John von Neumann said "The sciences do not try to explain, they hardly even try to interpret, they mainly make models. By a model is meant a mathematical construct which, with the addition of certain verbal interpretations, describes observed phenomena. The justification of such a mathematical construct is solely and precisely that it is expected to work."

What does "work"- mean? By trial and error we have determined that those models that work are based on sound physical and mathematics principles gradually wrested from centuries of research. Most of them are characterized by complex partial differential and integral equations that until the advent of computers stood well outside the reach of the engineering and scientific communities. The disc ipline concerned with the use of computer methods and devices to study these models in computational mechanics.

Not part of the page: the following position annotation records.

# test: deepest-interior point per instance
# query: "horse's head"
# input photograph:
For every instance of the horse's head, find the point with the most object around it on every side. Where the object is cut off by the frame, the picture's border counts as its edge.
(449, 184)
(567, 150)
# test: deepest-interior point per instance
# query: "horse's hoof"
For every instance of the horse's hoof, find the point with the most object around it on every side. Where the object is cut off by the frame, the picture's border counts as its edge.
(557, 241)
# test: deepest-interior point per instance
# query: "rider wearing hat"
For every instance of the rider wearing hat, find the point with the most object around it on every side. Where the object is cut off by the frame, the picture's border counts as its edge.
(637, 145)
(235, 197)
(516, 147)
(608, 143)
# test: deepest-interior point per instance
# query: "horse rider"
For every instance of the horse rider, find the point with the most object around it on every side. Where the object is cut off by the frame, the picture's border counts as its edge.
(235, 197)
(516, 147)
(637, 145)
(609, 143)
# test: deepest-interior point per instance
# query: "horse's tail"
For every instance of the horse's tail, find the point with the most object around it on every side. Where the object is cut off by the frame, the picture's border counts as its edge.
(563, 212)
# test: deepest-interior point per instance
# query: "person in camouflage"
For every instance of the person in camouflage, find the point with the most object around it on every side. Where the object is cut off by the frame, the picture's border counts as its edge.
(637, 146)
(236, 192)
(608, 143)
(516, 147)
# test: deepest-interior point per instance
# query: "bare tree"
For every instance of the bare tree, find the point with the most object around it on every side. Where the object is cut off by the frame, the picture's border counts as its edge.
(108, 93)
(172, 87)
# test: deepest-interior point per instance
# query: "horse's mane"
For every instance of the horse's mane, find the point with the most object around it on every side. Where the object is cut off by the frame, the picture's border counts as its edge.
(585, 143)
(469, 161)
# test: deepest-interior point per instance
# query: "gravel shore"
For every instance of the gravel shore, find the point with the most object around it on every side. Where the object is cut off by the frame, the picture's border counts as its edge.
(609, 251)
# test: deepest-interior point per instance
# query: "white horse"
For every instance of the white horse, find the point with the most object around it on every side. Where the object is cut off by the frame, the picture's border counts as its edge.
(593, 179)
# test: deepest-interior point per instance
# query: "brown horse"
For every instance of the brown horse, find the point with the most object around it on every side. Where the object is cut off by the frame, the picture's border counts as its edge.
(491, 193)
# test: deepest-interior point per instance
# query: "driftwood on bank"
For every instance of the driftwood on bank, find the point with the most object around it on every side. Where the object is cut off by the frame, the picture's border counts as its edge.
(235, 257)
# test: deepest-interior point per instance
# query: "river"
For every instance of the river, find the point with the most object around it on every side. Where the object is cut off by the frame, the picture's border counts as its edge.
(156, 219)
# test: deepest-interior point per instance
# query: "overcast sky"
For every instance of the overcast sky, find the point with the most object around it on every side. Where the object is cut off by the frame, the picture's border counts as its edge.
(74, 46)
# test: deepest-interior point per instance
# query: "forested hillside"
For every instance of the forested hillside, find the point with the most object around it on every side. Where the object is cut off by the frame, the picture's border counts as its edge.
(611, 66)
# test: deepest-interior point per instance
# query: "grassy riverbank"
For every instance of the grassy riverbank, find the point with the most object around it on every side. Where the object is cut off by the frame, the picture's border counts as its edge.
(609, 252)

Incidentally, we should not get too concerned about the term mechanics. Computational Mechanics is anything of interest to people in USACM---be it semiconductor physics, plamas, electromagnetic field theory, optics, etc. All is all fair game, because all involve in some sense the study of the behavior of particles, bodies, or continuous media under the action of forces---which is mechanics.

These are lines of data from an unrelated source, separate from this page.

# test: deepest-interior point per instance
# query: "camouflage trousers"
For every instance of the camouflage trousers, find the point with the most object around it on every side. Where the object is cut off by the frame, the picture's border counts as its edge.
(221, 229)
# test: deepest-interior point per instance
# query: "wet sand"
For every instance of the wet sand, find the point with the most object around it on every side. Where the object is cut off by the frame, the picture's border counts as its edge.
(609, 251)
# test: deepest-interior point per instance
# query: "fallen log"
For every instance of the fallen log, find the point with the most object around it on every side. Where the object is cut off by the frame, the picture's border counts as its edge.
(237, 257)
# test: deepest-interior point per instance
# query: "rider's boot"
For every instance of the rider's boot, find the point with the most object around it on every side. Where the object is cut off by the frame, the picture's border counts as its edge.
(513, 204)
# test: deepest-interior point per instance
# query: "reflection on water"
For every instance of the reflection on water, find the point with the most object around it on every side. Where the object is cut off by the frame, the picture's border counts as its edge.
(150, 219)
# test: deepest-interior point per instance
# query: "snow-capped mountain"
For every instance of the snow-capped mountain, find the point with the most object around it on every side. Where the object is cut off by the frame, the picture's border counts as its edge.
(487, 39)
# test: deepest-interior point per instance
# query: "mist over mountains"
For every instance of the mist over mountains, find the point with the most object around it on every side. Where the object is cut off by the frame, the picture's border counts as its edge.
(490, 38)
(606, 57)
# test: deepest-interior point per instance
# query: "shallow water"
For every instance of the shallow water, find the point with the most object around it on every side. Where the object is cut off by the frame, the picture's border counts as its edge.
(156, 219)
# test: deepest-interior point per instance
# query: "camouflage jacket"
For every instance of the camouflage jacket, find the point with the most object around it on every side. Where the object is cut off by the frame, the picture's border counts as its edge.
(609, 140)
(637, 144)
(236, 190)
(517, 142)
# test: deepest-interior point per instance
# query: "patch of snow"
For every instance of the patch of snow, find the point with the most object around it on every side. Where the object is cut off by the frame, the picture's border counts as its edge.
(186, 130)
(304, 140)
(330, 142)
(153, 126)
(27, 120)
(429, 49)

Now about John von Neumann.
First, I believe he is an appropriate figure to honor in USACM. Though born in Budapest, he became a loyal, patriotic, flag-waving, and truly devoted American, very much caught up in the scientific rush of World War II and the atomic policies of the U.S. in that era. He was, in fact, a Commissioner of the U.S. Atomic Energy Commission at the time of his untimely death.
He was recipient of The Presidential Medal of Merit and U.S. Navy Distinguished Civilian Service Award. He was a member of the Chair Scientific Advisory Board of the U.S. Air Force Weapons Committee and General Advisory Committee to the President of the United States of America.
Of course, he is considered the father of modern computing. The von Neumann architecture for computer design, including the JOHNNIAC computer project at Princeton in 1951, stood as a pioneering contribution to early comuter science and technology.
He was a computational mechanician of sorts, designing and using the first primitive computers, developing numerical algorithm for hydrodynamics calculations, and working on the underlying mathematics. He was a top theoretical mathematician as well, with fundamental contributions to the theory of games, graph theory and linear operator theory.
He was, on top of all this, one of the greatest intellects of the 20th century. His mental capabilities were observed to be superhuman, with extraordinary mental aptitudes described by Nobel Laureate Eugene Wigner as ``one whose mind gave me the impression of a perfect instrument whose gears were machined to mesh accurately to a thousandth of an inch". Many thought of him a higher stage in human development, further evolved through the rest of mankind.

I realize that this medal in no way is intended to compare me with John von Neumann, but merely to recognize that USACM wishes to remember what his contributions meant to scientific computing and to pat on the back one of its own for attempting, however, meagerly and imperfectly to perpetual those ideals.

For whatever I have done to deserve this recognition, I have many many to thank. My wife and parents, my mother and my children who regrettably could not be here tonight, for their support and many sacrifices that permitted me to work on computational mechanics. And also to my students, many of whom taught me as much as I taught them. Among these here are J. N. Reddy, Noboru Kikuchi, and Olivier Jacquotte; Roshdy Barsoum and G. Yagawa, post docs of many years ago, Wyotek Tworzydlo, Manas Deb just now beginning, and many others that I cannot take time to name.

I am greatly honored by this award.

I will cherish it forever and strive to be a worthy recipient of the John von Neumann medal.